Line Follower Robot using Arduino




A line follower robot using 8051 microcontroller is already published here and this time the same thing is done using  arduino. This line follower robot is basically designed to follow a black line on a white surface. Any way the same project can be used to follow the opposite configuration with appropriate changes in the software. The entire hardware of this simple line follower robot using arduino can be divided into three parts. The sensor, arduino board and the motor driver circuit. Lets have a look at the sensor first.

Sensor.

The sensor consists of two LED/LDR pairs with appropriate current limiting resistors. The resistance of an LDR is inversely proportional to the intensity of the light falling on it.  The circuit diagram of the sensor is shown in the figure below.

line-follower-using-arduino-sensor




Resistors R1 and R2 limits the current through the LEDs. Resistors R6, R8, R3,and R5 forms individual voltage divider networks in conjunction with the corresponding LDRs. When the sensor is correctly aligned, both LED/LDR pairs will over the white surface. In this condition sufficient amount of light gets reflected back to the LDRs and so their resistance will be low. So the voltage dropped across the LDR will be low. When the robot is drifted to  one side , the sensor in the opposite side falls over the black line and the intensity of light reflected back to the corresponding LDR  will be low. As a result the resistance of the LDR shoots up and the voltage dropped across it will be high. The voltages dropped across the right and left LDRs (nodes marked R and L in the above circuit)  are given as input to the analog input pins A4 and A3 of the Arduino board. Right and left sensor outputs observed while testing the above circuit is shown in the table below.

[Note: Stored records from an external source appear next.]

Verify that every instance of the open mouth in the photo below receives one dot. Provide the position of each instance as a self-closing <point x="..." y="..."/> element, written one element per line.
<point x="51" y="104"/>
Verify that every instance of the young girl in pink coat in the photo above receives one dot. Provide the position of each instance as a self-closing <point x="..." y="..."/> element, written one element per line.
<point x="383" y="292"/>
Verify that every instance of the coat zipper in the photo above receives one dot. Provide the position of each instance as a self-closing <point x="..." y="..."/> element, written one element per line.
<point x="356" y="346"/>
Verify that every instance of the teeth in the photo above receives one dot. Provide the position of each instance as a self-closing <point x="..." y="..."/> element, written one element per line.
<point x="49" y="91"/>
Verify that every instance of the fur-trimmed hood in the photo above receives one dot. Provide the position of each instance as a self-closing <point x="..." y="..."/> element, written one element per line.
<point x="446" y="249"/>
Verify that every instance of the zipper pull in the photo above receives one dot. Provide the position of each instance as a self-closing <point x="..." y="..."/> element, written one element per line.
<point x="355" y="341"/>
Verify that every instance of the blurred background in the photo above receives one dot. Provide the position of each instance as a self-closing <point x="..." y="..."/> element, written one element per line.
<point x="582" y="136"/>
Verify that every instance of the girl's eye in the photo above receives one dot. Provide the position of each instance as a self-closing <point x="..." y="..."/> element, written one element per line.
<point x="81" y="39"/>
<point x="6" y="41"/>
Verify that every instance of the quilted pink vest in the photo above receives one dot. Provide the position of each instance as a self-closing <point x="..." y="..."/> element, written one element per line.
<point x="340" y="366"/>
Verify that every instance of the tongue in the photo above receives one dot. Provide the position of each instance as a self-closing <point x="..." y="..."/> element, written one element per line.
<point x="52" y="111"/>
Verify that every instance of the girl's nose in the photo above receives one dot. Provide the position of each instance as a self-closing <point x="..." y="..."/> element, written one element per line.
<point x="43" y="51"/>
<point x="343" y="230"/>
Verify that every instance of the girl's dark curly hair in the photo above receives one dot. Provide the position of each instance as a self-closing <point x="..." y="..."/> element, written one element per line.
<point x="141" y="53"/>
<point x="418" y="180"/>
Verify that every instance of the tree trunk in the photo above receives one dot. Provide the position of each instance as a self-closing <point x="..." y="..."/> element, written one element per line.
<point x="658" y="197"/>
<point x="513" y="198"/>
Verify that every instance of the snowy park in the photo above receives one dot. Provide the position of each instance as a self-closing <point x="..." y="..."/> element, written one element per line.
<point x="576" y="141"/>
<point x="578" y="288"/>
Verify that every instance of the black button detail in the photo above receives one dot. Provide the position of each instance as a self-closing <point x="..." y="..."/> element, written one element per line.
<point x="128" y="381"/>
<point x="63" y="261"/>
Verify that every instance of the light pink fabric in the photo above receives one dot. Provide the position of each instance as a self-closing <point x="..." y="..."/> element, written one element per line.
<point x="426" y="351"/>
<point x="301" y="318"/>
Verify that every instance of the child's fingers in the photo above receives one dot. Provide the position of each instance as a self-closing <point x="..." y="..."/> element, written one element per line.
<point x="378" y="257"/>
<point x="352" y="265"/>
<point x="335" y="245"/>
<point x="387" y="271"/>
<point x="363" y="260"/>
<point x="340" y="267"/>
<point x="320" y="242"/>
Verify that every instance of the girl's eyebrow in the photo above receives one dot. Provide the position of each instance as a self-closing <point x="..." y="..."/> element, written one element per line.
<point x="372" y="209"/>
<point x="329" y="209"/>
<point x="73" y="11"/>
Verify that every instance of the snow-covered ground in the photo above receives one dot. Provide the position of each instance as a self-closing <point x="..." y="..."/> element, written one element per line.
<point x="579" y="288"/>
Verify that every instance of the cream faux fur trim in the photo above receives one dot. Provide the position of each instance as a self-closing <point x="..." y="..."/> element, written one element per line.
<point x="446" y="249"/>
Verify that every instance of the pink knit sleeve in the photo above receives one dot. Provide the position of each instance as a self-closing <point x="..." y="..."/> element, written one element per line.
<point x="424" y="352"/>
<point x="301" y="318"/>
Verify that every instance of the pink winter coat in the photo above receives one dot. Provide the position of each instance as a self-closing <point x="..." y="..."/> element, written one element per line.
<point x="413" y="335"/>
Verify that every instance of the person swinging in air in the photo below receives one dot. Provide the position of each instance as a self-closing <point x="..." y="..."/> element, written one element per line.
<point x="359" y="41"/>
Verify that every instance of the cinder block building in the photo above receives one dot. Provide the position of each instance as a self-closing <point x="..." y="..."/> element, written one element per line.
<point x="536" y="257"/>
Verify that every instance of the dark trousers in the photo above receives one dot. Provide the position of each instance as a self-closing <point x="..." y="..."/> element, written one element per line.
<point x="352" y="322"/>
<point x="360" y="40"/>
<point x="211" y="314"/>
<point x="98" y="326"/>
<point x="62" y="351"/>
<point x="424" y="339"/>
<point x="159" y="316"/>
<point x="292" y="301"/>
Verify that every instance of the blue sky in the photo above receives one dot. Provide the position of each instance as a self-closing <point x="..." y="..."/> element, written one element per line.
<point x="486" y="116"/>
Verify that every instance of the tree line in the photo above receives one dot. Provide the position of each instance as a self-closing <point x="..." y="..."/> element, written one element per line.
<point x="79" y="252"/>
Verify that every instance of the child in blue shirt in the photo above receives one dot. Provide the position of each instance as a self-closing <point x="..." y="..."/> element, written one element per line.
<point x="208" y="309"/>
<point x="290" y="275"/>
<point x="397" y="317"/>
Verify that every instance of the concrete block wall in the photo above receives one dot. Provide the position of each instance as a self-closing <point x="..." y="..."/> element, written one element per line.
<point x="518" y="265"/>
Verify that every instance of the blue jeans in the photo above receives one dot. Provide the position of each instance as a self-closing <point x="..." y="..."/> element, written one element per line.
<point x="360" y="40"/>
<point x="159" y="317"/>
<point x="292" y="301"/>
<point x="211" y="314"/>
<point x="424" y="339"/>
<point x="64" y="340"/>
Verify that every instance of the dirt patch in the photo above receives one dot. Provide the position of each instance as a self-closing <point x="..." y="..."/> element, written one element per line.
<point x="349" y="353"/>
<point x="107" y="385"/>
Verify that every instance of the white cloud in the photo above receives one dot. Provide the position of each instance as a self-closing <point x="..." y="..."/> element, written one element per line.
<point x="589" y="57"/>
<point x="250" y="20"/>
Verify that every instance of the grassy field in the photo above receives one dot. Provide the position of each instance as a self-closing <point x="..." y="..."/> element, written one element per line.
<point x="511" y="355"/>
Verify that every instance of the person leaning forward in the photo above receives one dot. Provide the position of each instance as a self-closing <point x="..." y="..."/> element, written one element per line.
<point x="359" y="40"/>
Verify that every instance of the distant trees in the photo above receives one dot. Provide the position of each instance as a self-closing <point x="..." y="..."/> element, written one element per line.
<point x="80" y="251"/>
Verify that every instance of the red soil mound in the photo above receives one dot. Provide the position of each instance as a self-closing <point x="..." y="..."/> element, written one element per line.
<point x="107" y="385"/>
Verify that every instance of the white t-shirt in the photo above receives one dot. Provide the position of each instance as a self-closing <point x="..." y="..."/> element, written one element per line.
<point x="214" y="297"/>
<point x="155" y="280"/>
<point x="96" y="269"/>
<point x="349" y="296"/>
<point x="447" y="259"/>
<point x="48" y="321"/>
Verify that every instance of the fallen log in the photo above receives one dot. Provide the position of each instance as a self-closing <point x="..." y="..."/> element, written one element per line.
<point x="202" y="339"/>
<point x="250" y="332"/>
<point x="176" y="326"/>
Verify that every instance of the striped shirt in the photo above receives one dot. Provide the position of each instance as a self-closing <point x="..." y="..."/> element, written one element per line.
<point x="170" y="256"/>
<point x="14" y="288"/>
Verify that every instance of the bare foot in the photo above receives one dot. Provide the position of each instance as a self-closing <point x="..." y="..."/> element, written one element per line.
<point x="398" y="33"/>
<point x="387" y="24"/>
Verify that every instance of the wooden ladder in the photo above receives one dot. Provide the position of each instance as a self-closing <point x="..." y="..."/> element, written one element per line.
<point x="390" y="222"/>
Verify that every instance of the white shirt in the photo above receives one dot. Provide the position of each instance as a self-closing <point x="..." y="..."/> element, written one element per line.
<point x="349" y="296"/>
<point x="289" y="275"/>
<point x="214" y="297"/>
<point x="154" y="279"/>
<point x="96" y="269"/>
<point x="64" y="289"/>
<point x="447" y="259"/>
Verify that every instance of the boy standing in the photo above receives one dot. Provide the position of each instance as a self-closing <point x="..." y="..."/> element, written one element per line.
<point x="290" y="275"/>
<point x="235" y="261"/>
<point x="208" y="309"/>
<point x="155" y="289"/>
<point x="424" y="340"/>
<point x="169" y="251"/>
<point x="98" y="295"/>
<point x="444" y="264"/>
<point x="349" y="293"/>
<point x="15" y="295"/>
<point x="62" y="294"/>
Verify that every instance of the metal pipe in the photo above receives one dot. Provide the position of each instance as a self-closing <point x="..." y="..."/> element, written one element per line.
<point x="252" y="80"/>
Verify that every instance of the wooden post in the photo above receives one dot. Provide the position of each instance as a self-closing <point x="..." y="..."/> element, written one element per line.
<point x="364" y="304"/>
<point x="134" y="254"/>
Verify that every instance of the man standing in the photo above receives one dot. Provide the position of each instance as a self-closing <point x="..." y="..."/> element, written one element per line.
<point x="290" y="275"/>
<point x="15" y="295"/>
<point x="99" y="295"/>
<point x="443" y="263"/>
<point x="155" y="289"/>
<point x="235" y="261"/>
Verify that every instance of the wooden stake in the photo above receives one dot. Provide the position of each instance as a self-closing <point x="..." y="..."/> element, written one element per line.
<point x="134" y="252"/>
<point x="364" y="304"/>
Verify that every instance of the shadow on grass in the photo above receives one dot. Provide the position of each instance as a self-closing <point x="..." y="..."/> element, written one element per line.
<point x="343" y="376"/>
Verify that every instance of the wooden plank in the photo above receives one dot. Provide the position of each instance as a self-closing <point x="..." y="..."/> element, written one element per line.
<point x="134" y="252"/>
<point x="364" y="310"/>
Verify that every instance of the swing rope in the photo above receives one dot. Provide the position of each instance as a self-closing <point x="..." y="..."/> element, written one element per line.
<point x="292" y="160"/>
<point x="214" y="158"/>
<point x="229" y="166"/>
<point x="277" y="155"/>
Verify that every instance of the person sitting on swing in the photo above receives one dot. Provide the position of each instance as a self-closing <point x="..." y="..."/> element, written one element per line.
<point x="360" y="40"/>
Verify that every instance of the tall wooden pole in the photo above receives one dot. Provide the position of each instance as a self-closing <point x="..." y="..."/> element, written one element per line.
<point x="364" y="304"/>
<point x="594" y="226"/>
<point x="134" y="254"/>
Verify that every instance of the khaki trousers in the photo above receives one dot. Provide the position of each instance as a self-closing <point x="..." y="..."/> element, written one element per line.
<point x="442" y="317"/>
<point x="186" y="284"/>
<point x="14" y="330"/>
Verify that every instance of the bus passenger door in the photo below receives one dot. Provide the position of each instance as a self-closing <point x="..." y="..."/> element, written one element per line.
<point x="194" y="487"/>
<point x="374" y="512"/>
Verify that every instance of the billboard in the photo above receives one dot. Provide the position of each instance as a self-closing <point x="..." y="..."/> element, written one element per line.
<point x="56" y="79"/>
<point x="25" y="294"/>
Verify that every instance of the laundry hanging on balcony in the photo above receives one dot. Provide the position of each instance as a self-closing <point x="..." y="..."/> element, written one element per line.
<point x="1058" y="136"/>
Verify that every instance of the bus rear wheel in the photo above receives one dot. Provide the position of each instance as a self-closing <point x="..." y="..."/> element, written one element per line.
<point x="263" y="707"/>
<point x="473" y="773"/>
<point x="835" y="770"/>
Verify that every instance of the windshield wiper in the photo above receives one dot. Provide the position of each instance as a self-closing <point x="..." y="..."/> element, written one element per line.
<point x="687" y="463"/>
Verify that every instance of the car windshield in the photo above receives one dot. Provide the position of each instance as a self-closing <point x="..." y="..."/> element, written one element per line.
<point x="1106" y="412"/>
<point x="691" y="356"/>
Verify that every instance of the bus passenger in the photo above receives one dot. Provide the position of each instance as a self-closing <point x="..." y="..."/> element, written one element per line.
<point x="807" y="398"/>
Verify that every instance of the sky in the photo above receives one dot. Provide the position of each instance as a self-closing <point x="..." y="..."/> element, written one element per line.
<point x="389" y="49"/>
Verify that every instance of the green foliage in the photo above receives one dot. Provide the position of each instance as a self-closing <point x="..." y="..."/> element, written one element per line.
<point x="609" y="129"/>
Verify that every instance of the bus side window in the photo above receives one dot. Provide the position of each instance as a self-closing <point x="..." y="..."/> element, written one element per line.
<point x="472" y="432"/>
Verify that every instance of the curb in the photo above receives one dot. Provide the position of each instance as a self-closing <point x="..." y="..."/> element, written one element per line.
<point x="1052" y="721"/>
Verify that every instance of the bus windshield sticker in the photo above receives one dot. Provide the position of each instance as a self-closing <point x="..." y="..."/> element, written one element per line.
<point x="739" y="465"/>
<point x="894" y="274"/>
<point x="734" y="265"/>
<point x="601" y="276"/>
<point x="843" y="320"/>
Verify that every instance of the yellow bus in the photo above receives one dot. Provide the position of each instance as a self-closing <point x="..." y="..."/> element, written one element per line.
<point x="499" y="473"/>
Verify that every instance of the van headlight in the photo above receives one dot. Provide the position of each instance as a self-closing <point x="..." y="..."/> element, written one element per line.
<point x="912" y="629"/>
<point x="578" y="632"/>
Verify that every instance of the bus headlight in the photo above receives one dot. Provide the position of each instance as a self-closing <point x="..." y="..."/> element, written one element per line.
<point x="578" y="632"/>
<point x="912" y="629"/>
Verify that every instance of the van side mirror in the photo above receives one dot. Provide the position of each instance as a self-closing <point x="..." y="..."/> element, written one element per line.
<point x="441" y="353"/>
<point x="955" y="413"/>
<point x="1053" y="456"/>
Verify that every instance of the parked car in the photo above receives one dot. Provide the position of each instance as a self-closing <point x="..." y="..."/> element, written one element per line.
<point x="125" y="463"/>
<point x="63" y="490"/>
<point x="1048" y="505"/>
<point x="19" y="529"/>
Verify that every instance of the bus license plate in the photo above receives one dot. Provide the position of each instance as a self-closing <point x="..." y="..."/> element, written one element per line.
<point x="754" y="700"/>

arduino-line-follower-robot-sensor-output

Arduino uno board.

The arduino board has to be programmed to keep the robot in correct path. This is done by reading the left and right sensor outputs and switching the left and right motors appropriately. Output of the right sensor is connected to the analog input A4 of the arduino and output of the left sensor is connected to the analog input A3 of the arduino. The voltage range that can be applied to a particular analog input of the arduino is 0 to 5V. This range can be converted into a digital value between 0 and 1023 using  analogRead () command.  For example if 3V is applied to A3,  the following code will return 3/(5/1023) which is equal to 613 in the variable leftValue.

int leftInput = A3;
int leftValue=0;
void loop ()
{
leftValue = analogRead (leftInput);
{

From the above table you can see that the voltage across a particular LDR will be 4.4V when it on white and 4.84V when it is on black. The digital equivalent of 4.4V will be 900 and that of 4.84V will be 990 as per the above scheme.  The median of these two values is 945 and it is set as the reference point for the program to check the orientation of the sensor module.